11. Konselor harus aktif, sedangkan pihak lain harus pasif.

Sesuai dengan asas kegiatan, di samping konselor yang bertindak sebagai


pusat penggerak bimbingan dan konseling, pihak lain pun, terutama klien,harus secara
langsung aktif terlibat dalam proses tersebut. Pada dasarnya pelayanan bimbingan dan
konseling adalah usaha bersama yang beban kegiatannya tidak semata-mata
ditimpakan hanya kepada konselor saja. Jika kegiatan yang pada dasarnya bersifat
usaha bersama itu hanya dilakukan oleh satu pihak saja, dalam hal ini konselor, maka
hasilnya akan kurang mantap, tersendat-sendat, atau bahkan tidak berjalan sama
sekali.

12. Menganggap pekerjaan bimbingan dan konseling dapat dilakukan oleh siapa saja.

Benarkah pekerjaan bimbingan dan konseling dapat dilakukan oleh siapa saja?
Jawabannya bisa saja “benar” dan bisa pula “tidak”.Jawaban ”benar”, jika bimbingan
dan konseling dianggap sebagai pekerjaan yang mudah dan dapat dilakukan secara
amatiran belaka. Sedangkan jawaban ”tidak”, jika bimbingan dan konseling itu
dilaksanakan berdasarkan prinsip-prinsip keilmuan dan teknologi (yaitu mengikuti
filosopi, tujuan, metode, dan asas-asas tertentu), dengan kata lain dilaksanakan secara
profesional. Salah satu ciri keprofesionalan bimbingan dan konseling adalah bahwa
pelayanan itu harus dilakukan oleh orang-orang yang ahli dalam bidang bimbingan
dan konseling.Keahliannya itu diperoleh melalui pendidikan dan latihan yang cukup
lama di Perguruan Tinggi.
13. Menyama-ratakan cara pemecahan masalah bagi semua klien.

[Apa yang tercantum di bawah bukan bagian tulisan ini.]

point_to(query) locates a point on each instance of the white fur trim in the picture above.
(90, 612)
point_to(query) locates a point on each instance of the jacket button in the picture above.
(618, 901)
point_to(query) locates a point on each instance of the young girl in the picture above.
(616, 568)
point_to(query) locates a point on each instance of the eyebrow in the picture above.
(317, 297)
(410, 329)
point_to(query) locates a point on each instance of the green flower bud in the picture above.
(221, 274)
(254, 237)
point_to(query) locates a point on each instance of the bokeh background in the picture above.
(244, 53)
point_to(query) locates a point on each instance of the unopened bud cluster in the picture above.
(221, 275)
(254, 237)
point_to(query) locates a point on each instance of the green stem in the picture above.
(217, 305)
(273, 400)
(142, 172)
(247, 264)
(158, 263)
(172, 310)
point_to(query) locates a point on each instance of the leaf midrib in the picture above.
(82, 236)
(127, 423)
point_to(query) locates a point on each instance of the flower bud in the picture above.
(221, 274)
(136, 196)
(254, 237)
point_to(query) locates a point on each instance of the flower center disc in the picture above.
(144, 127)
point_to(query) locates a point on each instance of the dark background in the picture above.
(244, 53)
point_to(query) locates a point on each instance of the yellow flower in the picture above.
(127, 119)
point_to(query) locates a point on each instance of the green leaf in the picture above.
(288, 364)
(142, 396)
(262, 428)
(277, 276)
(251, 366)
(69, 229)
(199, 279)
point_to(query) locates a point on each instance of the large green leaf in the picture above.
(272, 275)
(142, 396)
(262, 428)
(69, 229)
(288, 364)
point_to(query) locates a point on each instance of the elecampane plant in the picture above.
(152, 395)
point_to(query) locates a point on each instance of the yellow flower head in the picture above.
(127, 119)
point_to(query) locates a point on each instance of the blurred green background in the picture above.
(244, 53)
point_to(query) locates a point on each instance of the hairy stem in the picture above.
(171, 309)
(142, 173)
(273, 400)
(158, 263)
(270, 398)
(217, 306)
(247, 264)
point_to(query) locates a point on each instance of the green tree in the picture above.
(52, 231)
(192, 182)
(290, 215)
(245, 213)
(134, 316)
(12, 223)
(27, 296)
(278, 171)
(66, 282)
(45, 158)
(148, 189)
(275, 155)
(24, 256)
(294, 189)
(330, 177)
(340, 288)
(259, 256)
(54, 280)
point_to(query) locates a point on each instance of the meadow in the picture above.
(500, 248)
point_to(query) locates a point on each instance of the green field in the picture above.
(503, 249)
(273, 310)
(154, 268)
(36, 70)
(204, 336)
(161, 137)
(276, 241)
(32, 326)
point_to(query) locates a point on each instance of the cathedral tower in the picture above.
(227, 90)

Cara apapun yang akan dipakai untuk mengatasi masalah haruslah disesuaikan
dengan pribadi klien dan berbagai hal yang terkait dengannya.Tidak ada suatu cara
pun yang ampuh untuk semua klien dan semua masalah. Bahkan sering kali terjadi,
untuk masalah yang sama pun cara yang dipakai perlu dibedakan. Masalah yang
tampaknya “sama” setelah dikaji secara mendalam mungkin ternyata hakekatnya
berbeda, sehingga diperlukan cara yang berbeda untuk mengatasinya.Pada
dasarnya.pemakaian sesuatu cara bergantung pada pribadi klien, jenis dan sifat
masalah, tujuan yang ingin dicapai, kemampuan petugas bimbingan dan konseling,
dan sarana yang tersedia.

14. Memusatkan usaha Bimbingan dan Konseling hanya pada penggunaan instrumentasi.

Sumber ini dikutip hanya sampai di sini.